Making great coffee and great food requires discipline and creativity, says Stone, “but it’s not as hard to execute as service. And service is what people remember.”
5. Hire for personality.
Everything Bluestone Lane does is customer-centric, so every team member has to want to put customers first. “They have to want to make people feel happy and to be part of a team where you’re an encouraging and happy teammate,” Stone points out.
“You have to be dependable. You have to have flexibility. You have to love working with people. You have to have resilience because there are bad days. It’s got to be your dedication to being service-led and making people feel they’re a local, not a customer.”
Stone also hires internally as much as possible. “We have a development program for where people might want to move in the organization,” Stone points out. “We’re always promoting opportunity from within. Employee engagement is everything.”
6. Train and train some more.
All new employees go through an in-depth two-week training program at Bluestone’s “coffee lab,” which has a strong focus on service. Training takes place in stores and the company offers a full training library that staff can access digitally at any time. This includes videos, pictures and slides showing exactly how everything is done. This archive is helpful, Stone says, because it means employees don’t need to remember everything during their initial crash course.

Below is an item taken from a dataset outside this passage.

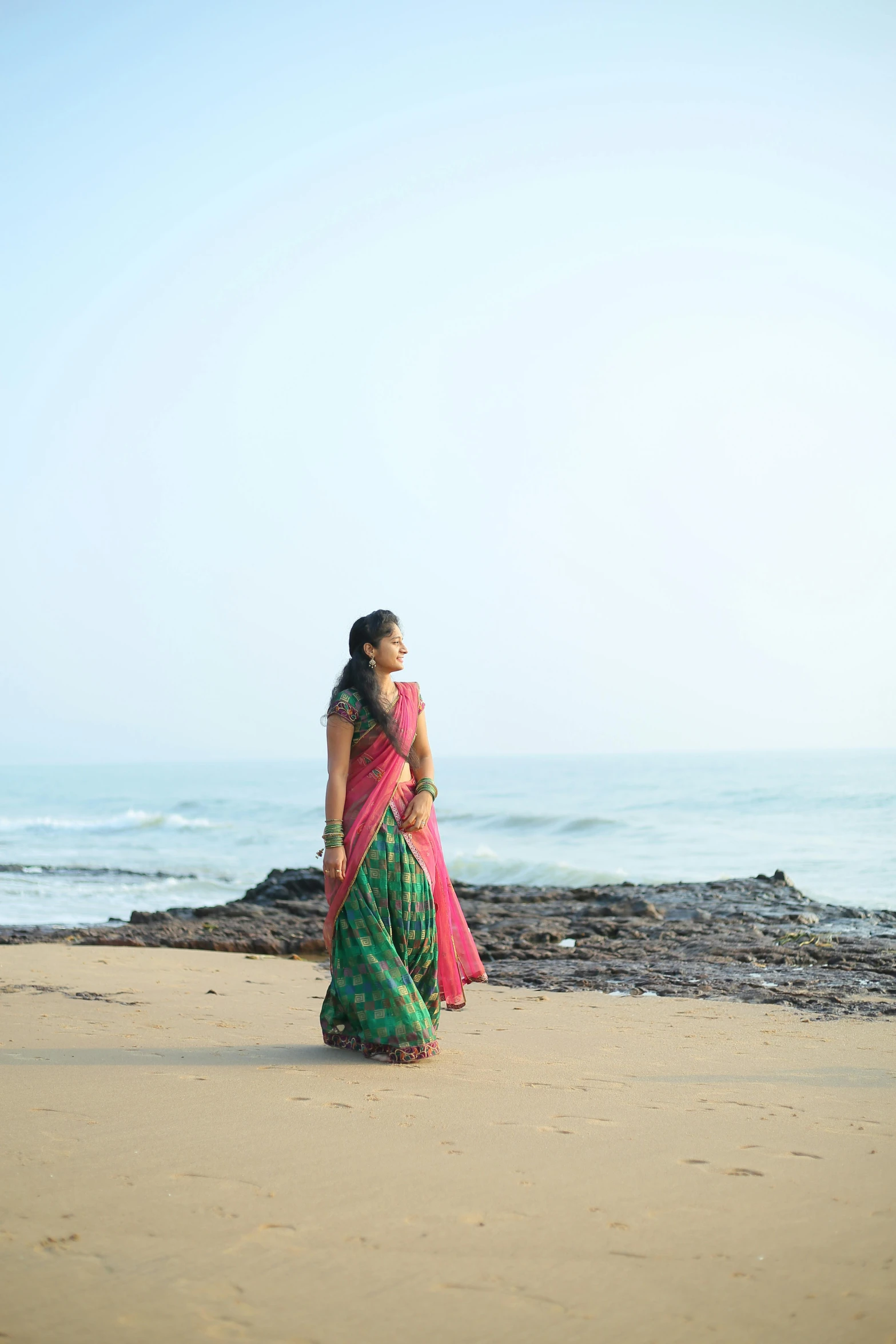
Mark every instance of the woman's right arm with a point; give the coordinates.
(339, 749)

Bluestone also does ongoing training through its coffee lab and multiple training stores. “Training is relentless, and you need repetition,” Stone says.
7. Review performance.
Bluestone Lane has a twice-yearly review process to review employees’ performance and discuss changes in compensation. “We have two formal reviews a year, so everyone knows what they need to work on, and we know internally where they see themselves,” says Stone. “They might be a barista but have ambitions to move into culinary or management. Having that formal process of two reviews a year gives us that feedback.”
8. Keep some things the same.
Bluestone Lane’s core customer doesn’t want everything to be different — many surprises can be too much of a good thing. “They want the beverage profile, the plating, the fulfillment speed to be uniform in all stores,” Stone notes.“But they love this notion of going to their Bluestone. It’s not going to a Bluestone, but to their Bluestone.”